Ismail Rabbi is a molecular geneticist and breeder at the International Institute of Tropical Agriculture in Ibadan, Nigeria. He works in the areas of genetics, genomics and crop improvement. Using high-density genotyping and intensive field phenotyping of large germplasm collections and breeding populations, he has contributed to the characterization of the genetic architecture of important traits, including pests and disease resistance, enhanced micronutrient density, starch and yield traits in cassava. He has developed a suite of DNA markers linked to these traits that are now used to make indirect selection in the field. Besides discovery-research, he works alongside breeders in the Next Generation Cassava Breeding Project (www.nextgencassava.org) to implement Genomic-Selection in the breeding workflow. Genomic selection helps shorten breeding cycle, increase selection accuracy and accelerate genetic gain. Within the CASS project, Ismail will implement confined field trials and enhance collaboration between CASS and NextGen Cassava through multi-omics phenotyping of cassava populations.

Team

Ihuoma Okwuonu

Dr.

Ihuoma coordinates in-vitro technology research for the genetic improvement of root and tuber crops in National Root Crops Research Institute, Umudike Nigeria. Her research focuses on exploring the potentials of genetic engineering, genome editing and genomics in developing root and tuber crops with improved nutritional content and resistance to biotic and abiotic factors. Crops of interest include cassava, Sweetpotato, cocoyam, yam and ginger. Efficient transformation protocols have been established for cassava and are being developed for other root and tuber crops. Her team contributes towards the development of sustainable seed systems in Nigeria by producing and rapidly multiplying clean planting materials of elite genetic resources using tissue culture and advanced hydroponic systems. She is also involved in capacity-building geared towards training of young scientists in acquiring innovative biotechnological tools in genetic engineering, transformation, and molecular analysis.

Team

Uwe Rascher

Prof. Dr.

Uwe Rascher is head of the research area ‘Shoot Dynamics’ at the Institute of Bio- and Geosciences at Forschungszentrum Jülich. Additionally, he is Professor for ‘Quantitative Crop Physiology’ at Bonn University. In his research he combines concepts and knowledge of plant physiology, remote sensing, ecology, global climate change and plant phenotyping. His main expertise is in characterizing photosynthesis using chlorophyll fluorescence, hyperspectral reflectance, gas-exchange, remote sensing and image analysis techniques. In the frame of several interdisciplinary and international collaborations he is using novel remote sensing approaches to better measure photosynthesis and stress, develops novel plant phenotyping concepts, and uses these data to model plant mediated exchange processes from the leaf to the region. This knowledge is applied for a wide range of crops and management systems, including cassava.
Within the cassava source-sink project the group of Uwe Rascher developed a novel UAV based approach to map the 3-dimensional growth dynamics of large cassava fields and they will now move forward to quantify the seasonal dynamics of photosynthetic carbon gain in different cassava lines under the prevailing changing environmental conditions.

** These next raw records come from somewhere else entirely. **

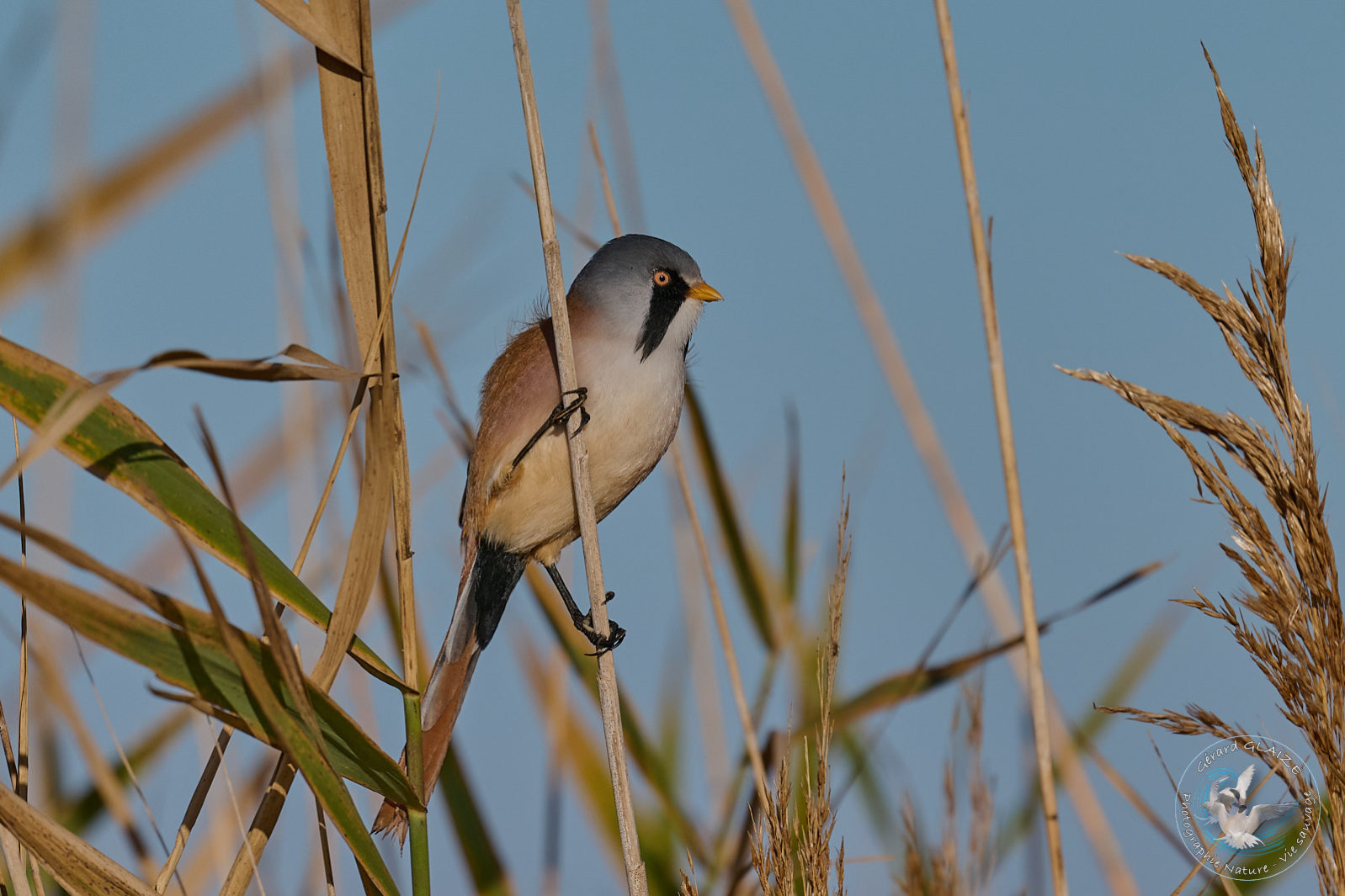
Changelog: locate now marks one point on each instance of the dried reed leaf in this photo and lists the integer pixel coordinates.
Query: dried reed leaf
(80, 868)
(362, 556)
(78, 813)
(578, 751)
(483, 860)
(42, 238)
(297, 734)
(116, 446)
(1288, 618)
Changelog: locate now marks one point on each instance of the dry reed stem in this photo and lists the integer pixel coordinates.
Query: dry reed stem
(917, 419)
(731, 657)
(715, 743)
(702, 673)
(58, 697)
(1009, 453)
(607, 184)
(35, 244)
(791, 849)
(1288, 618)
(609, 697)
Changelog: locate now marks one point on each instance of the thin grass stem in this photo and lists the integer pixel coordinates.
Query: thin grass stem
(1009, 453)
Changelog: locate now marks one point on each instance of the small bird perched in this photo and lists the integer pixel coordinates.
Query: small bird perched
(632, 310)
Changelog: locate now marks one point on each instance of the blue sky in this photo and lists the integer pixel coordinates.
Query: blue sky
(1095, 130)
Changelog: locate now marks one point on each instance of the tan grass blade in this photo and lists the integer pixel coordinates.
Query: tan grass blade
(638, 741)
(300, 740)
(297, 15)
(120, 448)
(42, 237)
(78, 868)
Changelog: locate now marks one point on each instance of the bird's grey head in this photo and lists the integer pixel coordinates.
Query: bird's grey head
(647, 289)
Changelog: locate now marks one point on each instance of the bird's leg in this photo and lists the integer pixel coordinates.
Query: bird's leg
(560, 415)
(584, 622)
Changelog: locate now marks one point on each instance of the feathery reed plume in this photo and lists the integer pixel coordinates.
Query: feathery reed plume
(1288, 618)
(944, 869)
(791, 846)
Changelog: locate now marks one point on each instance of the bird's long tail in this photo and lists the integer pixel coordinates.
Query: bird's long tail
(486, 587)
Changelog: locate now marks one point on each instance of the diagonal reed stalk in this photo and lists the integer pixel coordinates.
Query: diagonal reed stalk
(920, 424)
(1009, 453)
(609, 697)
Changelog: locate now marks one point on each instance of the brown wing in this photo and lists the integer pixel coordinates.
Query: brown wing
(518, 395)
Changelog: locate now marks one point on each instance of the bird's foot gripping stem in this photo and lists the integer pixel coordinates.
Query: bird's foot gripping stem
(584, 622)
(560, 416)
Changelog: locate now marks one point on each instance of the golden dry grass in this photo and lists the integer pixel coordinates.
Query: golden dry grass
(1288, 617)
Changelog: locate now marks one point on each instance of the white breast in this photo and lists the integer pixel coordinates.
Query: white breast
(634, 409)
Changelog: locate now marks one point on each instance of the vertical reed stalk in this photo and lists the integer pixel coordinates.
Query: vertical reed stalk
(609, 696)
(1003, 422)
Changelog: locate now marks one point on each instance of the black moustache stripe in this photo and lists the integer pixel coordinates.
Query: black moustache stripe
(665, 301)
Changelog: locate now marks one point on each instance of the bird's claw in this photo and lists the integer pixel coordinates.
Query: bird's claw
(611, 642)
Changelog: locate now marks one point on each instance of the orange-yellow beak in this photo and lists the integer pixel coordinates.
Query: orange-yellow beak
(705, 292)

Ecophysiology of Photosynthesis / Optical remote sensing / Fluorescence / Crop eco-physiology

Team

Alisdair Fernie

Alisdair Fernie leads the Central Metabolism Group at the Max-Planck-Institute of Molecular Plant Physiology. His research group focuses on understanding the co-ordination of energy metabolism and assimilate partitioning as well as understanding the genetics underpinning metabolic regulation. Forward and reverse genetics coupled with metabolomics and yield physiology are the research tools used in these studies – which additionally aim at determining which reactions are canalized and which display environmental plasticity. With respect to source-sink interactions, most research in the laboratory is carried out on cassava, tomato and common bean.

Source-to-sink interaction | Metabolic Regulation |Tomato |Cassava |Common bean

Team

Mark Stitt

Prof. Dr.

Mark Stitt is Director at the Max Planck Institute of Molecular Plant Physiology in Potsdam-Golm, Germany and heads the Department ‘Metabolic Networks’.

He uses systems, biochemical and physiological approaches to study the relation between the circadian clock, metabolism and growth in Arabidopsis and crop plants, as well as the function of signaling pathways especially that of the sugar-signaling metabolite trehalose-6-phosphate. This research provides information that can be used to model the dynamic links between gene expression, protein synthesis and turnover, metabolism, energy costs and growth. A growing interest is to apply these approaches to plants growing in natural or simulated natural environments. He is also interested in the regulation of photosynthesis in different environmental conditions and different crop and wild species.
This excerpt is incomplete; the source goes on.